Het Agnetapark, de eerste "modelkolonie" in Nederland

Van Marken als sociaal bewogen ondernemer

In juli 1884 betrokken de eerste bewoners de nieuwgebouwde huizen in het Agnetapark. In tegenstelling tot veel arbeiderswoningen in de stad waren deze huizen degelijk gebouwd, boden zij voldoende ruimte aan de gezinnen, en lagen zij in een gezonde groene omgeving.
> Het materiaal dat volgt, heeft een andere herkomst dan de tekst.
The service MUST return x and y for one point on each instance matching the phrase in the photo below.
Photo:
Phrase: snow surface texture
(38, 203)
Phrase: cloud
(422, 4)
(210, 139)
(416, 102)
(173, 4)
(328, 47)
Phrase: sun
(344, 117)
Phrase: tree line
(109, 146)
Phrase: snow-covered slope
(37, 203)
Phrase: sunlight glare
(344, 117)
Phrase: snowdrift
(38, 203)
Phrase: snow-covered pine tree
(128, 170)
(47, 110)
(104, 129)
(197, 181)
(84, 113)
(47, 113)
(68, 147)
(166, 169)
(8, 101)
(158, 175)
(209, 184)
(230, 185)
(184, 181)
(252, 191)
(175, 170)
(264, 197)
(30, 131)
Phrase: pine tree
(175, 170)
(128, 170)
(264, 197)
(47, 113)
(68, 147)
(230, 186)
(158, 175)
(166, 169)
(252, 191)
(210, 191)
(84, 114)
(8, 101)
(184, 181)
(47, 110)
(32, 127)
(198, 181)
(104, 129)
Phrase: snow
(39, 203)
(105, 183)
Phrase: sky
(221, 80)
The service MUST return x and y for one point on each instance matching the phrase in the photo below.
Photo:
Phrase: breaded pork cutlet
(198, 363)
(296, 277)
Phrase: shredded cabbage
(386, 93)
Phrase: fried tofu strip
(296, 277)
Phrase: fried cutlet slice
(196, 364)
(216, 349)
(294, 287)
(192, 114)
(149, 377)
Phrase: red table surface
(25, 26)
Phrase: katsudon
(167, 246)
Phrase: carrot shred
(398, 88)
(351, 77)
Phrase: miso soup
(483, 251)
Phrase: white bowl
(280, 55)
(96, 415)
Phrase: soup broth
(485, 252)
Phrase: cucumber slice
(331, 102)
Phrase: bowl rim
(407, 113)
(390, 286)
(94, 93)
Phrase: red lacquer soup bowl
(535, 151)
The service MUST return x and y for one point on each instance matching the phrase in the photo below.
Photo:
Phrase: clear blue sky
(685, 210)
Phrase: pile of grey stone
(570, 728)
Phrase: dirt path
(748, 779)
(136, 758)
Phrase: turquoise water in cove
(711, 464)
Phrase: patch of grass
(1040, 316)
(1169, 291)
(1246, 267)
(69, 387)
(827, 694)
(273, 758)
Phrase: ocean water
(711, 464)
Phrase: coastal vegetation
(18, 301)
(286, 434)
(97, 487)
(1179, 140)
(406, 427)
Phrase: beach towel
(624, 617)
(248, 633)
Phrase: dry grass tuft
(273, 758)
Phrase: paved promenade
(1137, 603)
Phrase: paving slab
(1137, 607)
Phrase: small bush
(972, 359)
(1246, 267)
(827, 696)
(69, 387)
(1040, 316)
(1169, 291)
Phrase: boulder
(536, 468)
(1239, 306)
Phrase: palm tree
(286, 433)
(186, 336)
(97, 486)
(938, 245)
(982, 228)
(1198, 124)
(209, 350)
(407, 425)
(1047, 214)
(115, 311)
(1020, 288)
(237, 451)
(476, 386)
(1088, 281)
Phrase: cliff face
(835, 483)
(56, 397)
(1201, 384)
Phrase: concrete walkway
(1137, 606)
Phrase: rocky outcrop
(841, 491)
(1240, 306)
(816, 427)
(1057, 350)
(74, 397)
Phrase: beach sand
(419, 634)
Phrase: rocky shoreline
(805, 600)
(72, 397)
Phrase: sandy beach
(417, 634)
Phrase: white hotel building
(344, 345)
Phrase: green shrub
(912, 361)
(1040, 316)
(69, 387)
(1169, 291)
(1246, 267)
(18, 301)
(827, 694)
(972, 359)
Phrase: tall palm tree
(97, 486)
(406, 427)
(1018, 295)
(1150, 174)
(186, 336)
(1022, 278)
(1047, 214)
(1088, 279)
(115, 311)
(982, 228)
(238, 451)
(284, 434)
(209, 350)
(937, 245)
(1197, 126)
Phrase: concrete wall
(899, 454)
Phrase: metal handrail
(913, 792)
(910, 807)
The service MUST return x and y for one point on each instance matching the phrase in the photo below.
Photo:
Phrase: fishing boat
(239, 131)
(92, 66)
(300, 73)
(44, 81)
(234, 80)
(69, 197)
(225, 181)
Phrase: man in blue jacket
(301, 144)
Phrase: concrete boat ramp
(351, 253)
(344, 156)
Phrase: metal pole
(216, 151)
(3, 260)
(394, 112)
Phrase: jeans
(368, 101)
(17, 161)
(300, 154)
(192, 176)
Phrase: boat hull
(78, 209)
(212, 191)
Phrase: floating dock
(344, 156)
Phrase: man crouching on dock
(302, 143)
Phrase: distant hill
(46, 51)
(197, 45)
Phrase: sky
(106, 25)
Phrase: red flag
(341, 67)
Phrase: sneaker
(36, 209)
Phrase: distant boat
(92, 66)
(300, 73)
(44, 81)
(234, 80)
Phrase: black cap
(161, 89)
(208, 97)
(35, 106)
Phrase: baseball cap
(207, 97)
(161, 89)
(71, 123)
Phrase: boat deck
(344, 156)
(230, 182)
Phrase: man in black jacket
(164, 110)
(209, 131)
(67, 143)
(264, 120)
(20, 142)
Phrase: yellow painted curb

In 1869 kocht Jacques van Marken, de eerste afgestudeerde scheikundig ingenieur in Nederland, een stuk grond aan de rand van Delft, waarop hij de Nederlandsche Gist- en Spiritusfabriek stichtte. Enkele jaren later nam hij ook de leiding op zich van de Nederlandsche Oliefabriek en de Lijm- en Gelatinefabriek. Hij stond daarmee aan het hoofd van wat de Delftsche Nijverheid werd genoemd. De industrialisering in Delft was een feit

geworden.

Van Marken was niet alleen een groot ondernemer. Hij was ervan overtuigd dat de sociale taak van de werkgever van groot belang was. Zijn uitgangspunt daarbij was samenwerking tussen kapitaal en arbeid. In zijn ondernemingen realiseerde hij allerlei sociale voorzieningen voor zijn werknemers, zoals een pensioenvoorziening en een weduwenfonds. Het personeel kreeg inspraak via ‘De Kern’, een voorloper van de huidige, bij de wet geregelde, ondernemingsraad. Talrijke verenigingen voor de ontwikkeling en ontspanning van het personeel werden opgericht. Van Marken probeerde daarbij het eigen initiatief van de werknemers te bevorderen. Zijn sociale bewogenheid uitte zich heel duidelijk in de stichting van een klein fabrieksdorp - zelf sprak hij over een ‘modelkolonie’ - in tuindorpstijl: het Agnetapark, genoemd naar zijn echtgenote Agneta van Marken-Matthes. Zij steunde hem bij al zijn plannen en werd de drijvende kracht bij de aanleg van het park en de bouw daarin van een tachtigtal arbeiderswoningen.

Van Marken had daarvoor een stuk grond gekocht van vier hectare. Door de bekende tuinarchitecten Zocher liet hij het gebied ontwikkelen tot een park met vijvers. Vooraf deed Agneta een onderzoek naar de woonomstandigheden van de werknemers. Naar aanleiding van de resultaten werden de woningen ontworpen: degelijke arbeiderswoningen met weinig luxe, maar met gescheiden slaapkamers, voldoende licht en lucht, in een fraaie parkachtige omgeving. Ieder huis had een tuintje. De huurprijs lag tussen de f 1,70 en de f 3,00 per week. In het park werden ook een coöperatieve winkel gebouwd, het ontspanningsgebouw De Tent, en later het gebouw De Gemeenschap. Jacques van Marken en zijn vrouw Agneta besloten zelf ook in het park te gaan wonen en lieten daar de villa Rust Roest bouwen.

Ondanks alle goede bedoelingen waren er aanvankelijk veel problemen. Huisjes stonden leeg, er werd veel verhuisd, de financiële resultaten vielen tegen. De aanwezigheid van de Van Markens vormde een belangrijke belemmering voor de werknemers om zich in het park te vestigen. Steeds weer was Van Marken teleurgesteld over het gebrek aan medewerking en de geringe belangstelling voor de culturele activiteiten. Buitenstaanders daarentegen waren zeer enthousiast over het woonexperiment. Uit binnen- en buitenland kwamen bezoekers het fabrieksdorp bekijken en schreven daar lovende artikelen over.

Na de dood van Van Marken in 1906 werd de belangstelling voor de woningen groter. Er ontstond zelfs behoefte aan uitbreiding. De Amsterdamse architect Jan Gratama ontwierp de 156 nieuwe woningen. In 1927 werd het nieuwe Agnetapark feestelijk geopend. Nog steeds is het park een zeer bijzondere woonwijk met een eigen karakter.